Testing Basic Assumptions of the CO2-induced Global Warming Hypothesis

This is a repost of a paper review by CO2Science.org which shows there is no correlation between temperature and carbon dioxide.  See the post in its original here:


Paper Reviewed
Liu, X. and Chen, J. 2017. CO2 seasonal variation and global change: Test global warming from another point of view. Sciences in Cold and Arid Regions 9: 0046-0053, DOI: 103724/SP.J.1226.2017.00046.

In this posting we review the work of two Chinese scientists, Liu and Chen (2017), who performed a significant and thorough investigation of the relationship between atmospheric carbon dioxide and temperature, challenging the fundamental argument of the IPCC that rising atmospheric CO2 is causing rising global temperature.
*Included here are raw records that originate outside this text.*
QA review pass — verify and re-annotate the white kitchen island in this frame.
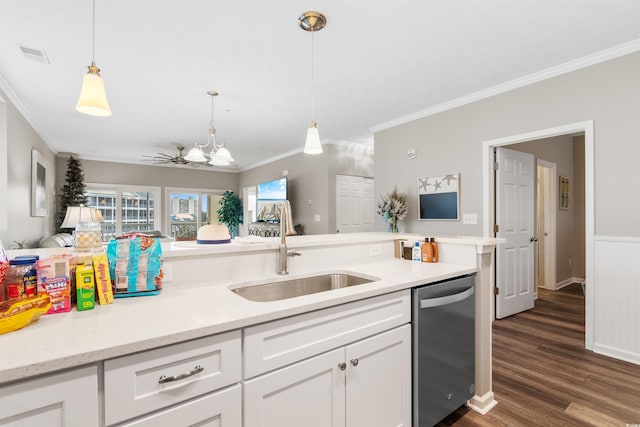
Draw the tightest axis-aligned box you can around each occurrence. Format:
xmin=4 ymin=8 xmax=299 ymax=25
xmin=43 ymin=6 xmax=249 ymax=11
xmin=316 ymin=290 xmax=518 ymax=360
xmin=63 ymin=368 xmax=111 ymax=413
xmin=0 ymin=233 xmax=496 ymax=425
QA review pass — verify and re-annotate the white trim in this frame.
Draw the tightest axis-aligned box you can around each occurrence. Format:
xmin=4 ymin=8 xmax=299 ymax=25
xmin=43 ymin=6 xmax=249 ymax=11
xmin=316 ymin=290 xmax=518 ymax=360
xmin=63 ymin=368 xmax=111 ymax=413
xmin=587 ymin=342 xmax=640 ymax=365
xmin=593 ymin=236 xmax=640 ymax=243
xmin=369 ymin=39 xmax=640 ymax=133
xmin=536 ymin=159 xmax=558 ymax=289
xmin=552 ymin=277 xmax=584 ymax=291
xmin=482 ymin=120 xmax=595 ymax=350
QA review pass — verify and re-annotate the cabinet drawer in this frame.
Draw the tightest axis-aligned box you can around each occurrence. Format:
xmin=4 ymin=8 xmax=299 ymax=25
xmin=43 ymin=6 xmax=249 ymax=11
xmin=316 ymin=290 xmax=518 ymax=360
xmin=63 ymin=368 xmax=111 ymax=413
xmin=0 ymin=364 xmax=100 ymax=427
xmin=122 ymin=384 xmax=242 ymax=427
xmin=243 ymin=290 xmax=411 ymax=379
xmin=104 ymin=331 xmax=241 ymax=425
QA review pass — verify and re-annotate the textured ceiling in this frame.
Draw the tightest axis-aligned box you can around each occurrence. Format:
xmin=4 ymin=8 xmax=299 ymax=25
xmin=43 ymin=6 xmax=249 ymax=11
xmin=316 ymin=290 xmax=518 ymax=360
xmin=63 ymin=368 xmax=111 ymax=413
xmin=0 ymin=0 xmax=640 ymax=170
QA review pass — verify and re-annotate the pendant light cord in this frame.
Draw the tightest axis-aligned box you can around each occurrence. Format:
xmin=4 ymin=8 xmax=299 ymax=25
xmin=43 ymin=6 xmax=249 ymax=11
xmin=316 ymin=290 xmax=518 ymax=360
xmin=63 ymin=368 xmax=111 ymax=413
xmin=308 ymin=28 xmax=315 ymax=121
xmin=91 ymin=0 xmax=96 ymax=64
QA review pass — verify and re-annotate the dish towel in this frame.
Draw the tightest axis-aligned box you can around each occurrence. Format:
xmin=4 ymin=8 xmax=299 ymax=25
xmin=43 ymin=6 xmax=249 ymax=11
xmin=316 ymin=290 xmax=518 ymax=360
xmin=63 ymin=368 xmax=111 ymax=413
xmin=280 ymin=200 xmax=296 ymax=236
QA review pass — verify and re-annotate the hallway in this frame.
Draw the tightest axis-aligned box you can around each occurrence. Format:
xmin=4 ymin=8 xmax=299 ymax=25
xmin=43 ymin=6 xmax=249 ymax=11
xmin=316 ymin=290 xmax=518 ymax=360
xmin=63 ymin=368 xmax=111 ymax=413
xmin=439 ymin=284 xmax=640 ymax=427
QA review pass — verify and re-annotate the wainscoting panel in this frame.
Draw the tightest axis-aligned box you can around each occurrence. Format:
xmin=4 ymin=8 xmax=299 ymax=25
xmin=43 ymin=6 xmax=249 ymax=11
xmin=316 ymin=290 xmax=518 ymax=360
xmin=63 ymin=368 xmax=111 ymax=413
xmin=586 ymin=236 xmax=640 ymax=364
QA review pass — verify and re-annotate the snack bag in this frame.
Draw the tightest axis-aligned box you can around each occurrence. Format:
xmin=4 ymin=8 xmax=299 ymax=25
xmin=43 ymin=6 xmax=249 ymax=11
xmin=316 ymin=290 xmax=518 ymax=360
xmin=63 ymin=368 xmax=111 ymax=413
xmin=107 ymin=233 xmax=162 ymax=298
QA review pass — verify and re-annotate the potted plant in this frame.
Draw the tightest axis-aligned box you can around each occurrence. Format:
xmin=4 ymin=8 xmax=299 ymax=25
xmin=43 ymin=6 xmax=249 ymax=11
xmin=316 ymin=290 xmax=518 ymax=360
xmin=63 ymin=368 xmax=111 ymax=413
xmin=218 ymin=191 xmax=243 ymax=237
xmin=378 ymin=187 xmax=407 ymax=233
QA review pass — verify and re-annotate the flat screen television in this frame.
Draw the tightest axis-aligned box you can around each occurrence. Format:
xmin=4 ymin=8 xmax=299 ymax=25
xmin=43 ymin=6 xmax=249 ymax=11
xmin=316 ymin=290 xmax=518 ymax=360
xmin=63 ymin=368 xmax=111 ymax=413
xmin=256 ymin=177 xmax=288 ymax=222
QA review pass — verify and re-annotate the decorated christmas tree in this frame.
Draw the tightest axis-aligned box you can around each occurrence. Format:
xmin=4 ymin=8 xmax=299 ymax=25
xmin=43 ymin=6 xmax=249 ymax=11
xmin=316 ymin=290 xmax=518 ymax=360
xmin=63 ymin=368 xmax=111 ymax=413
xmin=56 ymin=156 xmax=87 ymax=233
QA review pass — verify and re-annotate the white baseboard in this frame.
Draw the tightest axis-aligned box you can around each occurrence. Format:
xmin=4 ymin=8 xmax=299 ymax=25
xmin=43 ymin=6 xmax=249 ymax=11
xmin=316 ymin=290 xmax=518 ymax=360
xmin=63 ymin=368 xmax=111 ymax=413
xmin=593 ymin=343 xmax=640 ymax=365
xmin=467 ymin=391 xmax=498 ymax=415
xmin=553 ymin=277 xmax=584 ymax=291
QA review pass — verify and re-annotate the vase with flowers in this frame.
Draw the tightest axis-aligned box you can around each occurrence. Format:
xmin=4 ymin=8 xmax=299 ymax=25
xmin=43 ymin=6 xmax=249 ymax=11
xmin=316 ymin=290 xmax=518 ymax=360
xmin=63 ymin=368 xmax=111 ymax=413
xmin=378 ymin=187 xmax=407 ymax=233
For the past year and a half a printout of this article has remained buried under a pile of papers on a desk in our office intended for review and posting on CO2Science. Now, after a long wait (and overdue cleaning of our office), this important work gets the attention it deserves.

Setting the stage for their work, Liu and Chen note that “the core theory of CO2-caused global warming proposed by the IPCC is based on three assumptions: (1) The Earth acts like a greenhouse, and the greenhouse effect of increasing CO2 is capable of raising temperature. (2) The available instrumental temperature records over the last century accurately reflect global temperature trends. (3) The rising atmospheric CO2 is the result of the increasing consumption of fossil fuel.” And they go on to say that “the conclusions by IPCC are logical deductions that should be tested and proven (or challenged) by facts.”

As their contribution to science, the two scientists thus proceed to present just such a challenge by examining the relationship between temperature and CO2 using data from Mauna Loa, Hawaii and other observing stations across the globe. Their analyses revealed several important findings, which are discussed in detail below, often using direct quotes from the authors’ paper.

Finding #1. “The monthly variations in CO2 and temperature at Mauna Loa, Hawaii, do not correlate with each other (R2 = 0.0355). From 1958-2013, CO2 rose while temperature remained flat. Hence, we seriously question whether CO2 is the driving force behind temperature variation.”

Finding #2. “Both the instrumental CO2 and temperature records at the Mauna Loa, Hawaii, station show seasonal rises and falls. But there is a 6-month difference in seasonal CO2 and temperature fluctuations between the records in the Northern Hemisphere and the Southern Hemisphere. As we know, the reversal of seasons is determined by the changes in solar radiation. Thus, it is most likely that these seasonal rises and falls of both CO2 and temperature are driven by changes in solar radiation.”

Finding #3. “By studying the monthly relationship between CO2 and temperature over several decades, we established a theoretical transfer function between CO2 and temperature. Using this function, the rise of 81.86 [ppm] in CO2 at Mauna Loa, Hawaii, between 1958 and 2012 should have resulted in a 72.86 °C rise in temperature, when in fact the temperature only rose -0.62 °C. Thus, we submit that changes in atmospheric CO2 may not be the cause of global temperature changes.”

Finding #4. “In contrast to [the] IPCC’s suggestion that global temperature rose 0.85 °C over the last century, from 1958 to 2012, temperatures at Mauna Loa, Hawaii, did not rise over this period. Mauna Loa is far from cities, where temperature variations are most affected by the urban heat island effect. Independent studies in North America, Europe, Australia, and China have shown that the urban heat island effect could lead to recorded temperature rises <1 °C. Thus, we suggest that the IPCC’s 0.85 °C temperature rise over the last century could be sufficiently explained by the urban island heat effect.”

Finding #5. “The global monthly mean temperature produced by GISS (2013) shows a high correlation with Hawaii CO2 (R2 = 0.7655). However, R2 = 0.024 is obtained by 188 selected records from individual stations around the world. This test indicated global monthly mean temperature showing high correlation with Hawaii CO2 (R2 = 0.7655) was inappropriately corrected and calculated during data process[ing].”

In light of all the important findings listed above, Liu and Chen conclude their paper by writing “an untrue picture is therefore created [based on global monthly mean temperature], that CO2 emission by human activity drives global warming.”